Santos never expected a genuine spotlight. He was running for the GOP nomination in New York’s 3rd district back when it had been drawn into a wildly Democratic-leaning gerrymander; only later, when the New York state court overturned the over-ambitious 2021 Democratic congressional gerrymander and imposed its own map instead, did this district revert back to its formerly competitive status.

If it seems like a daring public move to expose oneself like this, it is – it is in fact sociopathic, just so we’re clear – and yet it happens more often than people think (ask longtime Colorado Republicans about the Dan Maes experience). This was clearly a gamble that rolled snake eyes – Santos must have been deeply nonplussed when the New York Court of Appeals suddenly handed him a winnable race – but he kept on regardless. This brings me to another simple truth: Many people are dumb. Dumb people, predictably, lack foresight. It might be obvious to you or me that a guy living a life already entirely constructed out of paper-mâché risked exposure should he continue onward in his quest for office. It rather evidently was not so to George Santos.

Serious matters aside, what they can’t indict George Santos for is fearlessly living, and then concealing, his truth. Some criticize Santos for neglecting to mention an actual past marriage on the campaign trail — a marriage to a woman, that is — but I ask you not to misunderstand the man’s heart: George Santos is still as fiercely gay as he was back when he was a Rio de Janeiro drag queen performing under the nomde-diva “Kitara Ravache.” This marriage could be easily explained as an apparent green-card marriage, done to skirt U.S. immigration laws. That’s my man George, who well understands that laws are best recognized in the breach rather than the observance.

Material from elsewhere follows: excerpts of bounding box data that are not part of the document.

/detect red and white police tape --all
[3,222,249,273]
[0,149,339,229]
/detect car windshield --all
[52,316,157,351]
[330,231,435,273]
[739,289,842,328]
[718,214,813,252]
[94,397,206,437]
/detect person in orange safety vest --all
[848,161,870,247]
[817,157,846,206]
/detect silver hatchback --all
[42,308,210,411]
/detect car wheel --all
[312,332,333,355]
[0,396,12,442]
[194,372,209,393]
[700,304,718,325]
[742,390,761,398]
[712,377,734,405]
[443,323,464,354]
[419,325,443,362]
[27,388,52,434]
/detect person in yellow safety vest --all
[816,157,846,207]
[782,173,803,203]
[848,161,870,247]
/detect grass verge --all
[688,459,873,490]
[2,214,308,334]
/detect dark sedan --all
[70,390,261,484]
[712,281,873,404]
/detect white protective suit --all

You may choose to remember George Santos as the fraudster Republican congressman brought low by multiple campaign-finance violations. I choose to remember George Santos as the man who acquired the only relevant experience any lawmaker should ever need with Goldman Sachs by inserting it as a line on his résumé. You may think of George Santos as the man who falsely claimed he was Jewish in heavily Jewish Long Island. I choose to think of the man who turned a Larry David-level Seinfeld gag into reality by quibbling that he really meant that he was “Jew-ish,” – you know, just into the whole scene and all. He is not the congressman we need; he is most assuredly the one we deserve, and seem to vote for over and over again.

Anyway, even though Representative Santos has filed for reelection and remains as yet in office, I bid him a fair “Vaya con Dios” regardless. He was a man (at least outside of Brazil): take him for all in all, we shall not look upon his like again.

Until the 119th Congress, at the very least.